Comparison with Prior Approaches
ThreadStackSpoofer (Gen 1)
ThreadStackSpoofer by mgeeky simply overwrites the return address with NULL or a legitimate address before sleeping, then restores it after waking. This is a single-frame manipulation — it only modifies one return address. The unwinder hits the modified frame and either stops (NULL) or tries to unwind the spoofed function (usually failing because frame sizes don't match).
CallStackSpoofingPOC (Gen 2)
CallStackSpoofingPOC by pard0p uses a single ROP gadget (typically ADD RSP, 0x?? ; RET) to bridge between the real and fake parts of the stack. It constructs one fake frame. However, it still only spoofs one or two frames, not the entire chain.
SilentMoonwalk (Gen 3)
SilentMoonwalk constructs the entire call chain — every frame from the current position all the way back to RtlUserThreadStart. Each frame has correct size, plausible saved register values, and a return address pointing to a real instruction inside the target function. This is what makes it "fully dynamic" — it generates the spoofed stack on the fly based on the actual UNWIND_INFO of target functions.
Dynamic vs Static Spoofing
Earlier tools used hardcoded offsets and specific function addresses, making them brittle across Windows versions. SilentMoonwalk dynamically parses the .pdata section at runtime, computing frame sizes from the actual UNWIND_INFO structures.
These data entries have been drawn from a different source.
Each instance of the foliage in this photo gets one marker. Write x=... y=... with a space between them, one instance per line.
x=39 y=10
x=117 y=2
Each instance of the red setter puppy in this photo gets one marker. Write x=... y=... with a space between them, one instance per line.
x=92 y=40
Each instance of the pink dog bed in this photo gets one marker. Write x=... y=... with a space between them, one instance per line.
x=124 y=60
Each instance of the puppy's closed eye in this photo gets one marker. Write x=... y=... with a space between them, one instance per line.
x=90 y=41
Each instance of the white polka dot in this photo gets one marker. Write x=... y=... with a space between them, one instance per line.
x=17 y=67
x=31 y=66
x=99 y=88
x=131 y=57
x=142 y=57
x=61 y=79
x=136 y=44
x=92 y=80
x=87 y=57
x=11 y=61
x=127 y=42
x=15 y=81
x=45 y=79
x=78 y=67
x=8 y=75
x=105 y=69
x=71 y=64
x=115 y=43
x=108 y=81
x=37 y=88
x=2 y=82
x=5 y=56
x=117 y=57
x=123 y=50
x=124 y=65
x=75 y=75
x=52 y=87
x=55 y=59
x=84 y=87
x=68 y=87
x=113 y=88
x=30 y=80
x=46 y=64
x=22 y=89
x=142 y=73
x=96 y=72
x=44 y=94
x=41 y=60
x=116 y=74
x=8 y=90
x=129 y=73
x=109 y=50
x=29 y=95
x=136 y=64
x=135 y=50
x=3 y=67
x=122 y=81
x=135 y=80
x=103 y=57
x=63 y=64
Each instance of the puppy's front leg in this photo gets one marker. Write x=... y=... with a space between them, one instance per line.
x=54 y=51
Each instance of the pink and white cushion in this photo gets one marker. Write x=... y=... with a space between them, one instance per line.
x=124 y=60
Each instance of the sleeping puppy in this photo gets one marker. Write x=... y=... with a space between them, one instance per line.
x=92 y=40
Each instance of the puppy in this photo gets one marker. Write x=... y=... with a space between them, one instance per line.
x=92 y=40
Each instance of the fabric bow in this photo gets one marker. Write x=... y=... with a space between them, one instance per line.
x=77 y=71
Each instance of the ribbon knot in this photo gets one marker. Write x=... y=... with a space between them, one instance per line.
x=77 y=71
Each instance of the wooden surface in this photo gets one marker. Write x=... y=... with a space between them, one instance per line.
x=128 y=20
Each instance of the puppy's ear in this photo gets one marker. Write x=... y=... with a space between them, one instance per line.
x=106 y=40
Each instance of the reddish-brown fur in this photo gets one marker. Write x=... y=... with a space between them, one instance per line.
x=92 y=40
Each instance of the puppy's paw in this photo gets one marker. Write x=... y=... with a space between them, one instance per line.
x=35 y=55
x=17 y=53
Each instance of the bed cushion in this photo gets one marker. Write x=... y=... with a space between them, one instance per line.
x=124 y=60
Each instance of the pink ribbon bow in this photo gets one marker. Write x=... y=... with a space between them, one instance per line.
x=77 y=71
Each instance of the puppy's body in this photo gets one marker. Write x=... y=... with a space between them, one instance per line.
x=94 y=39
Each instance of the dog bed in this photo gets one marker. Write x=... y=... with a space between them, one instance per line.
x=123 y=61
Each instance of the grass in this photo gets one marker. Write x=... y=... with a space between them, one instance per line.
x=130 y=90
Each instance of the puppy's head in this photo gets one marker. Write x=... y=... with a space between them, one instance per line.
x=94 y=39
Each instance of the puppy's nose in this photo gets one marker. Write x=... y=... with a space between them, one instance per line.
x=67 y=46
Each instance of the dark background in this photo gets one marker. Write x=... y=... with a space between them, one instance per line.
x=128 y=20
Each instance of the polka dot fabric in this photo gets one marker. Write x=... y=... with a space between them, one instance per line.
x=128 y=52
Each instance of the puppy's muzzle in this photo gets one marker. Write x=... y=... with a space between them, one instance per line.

This means it works across Windows versions without needing to update offsets — as long as the target functions exist and have valid unwind data.
Pop Quiz: Desynchronization Theory
Q1: Why can the unwinder be fooled by a synthetic stack?
Q2: What is the "frame size problem" in stack desynchronization?
Q3: How does SilentMoonwalk differ from ThreadStackSpoofer?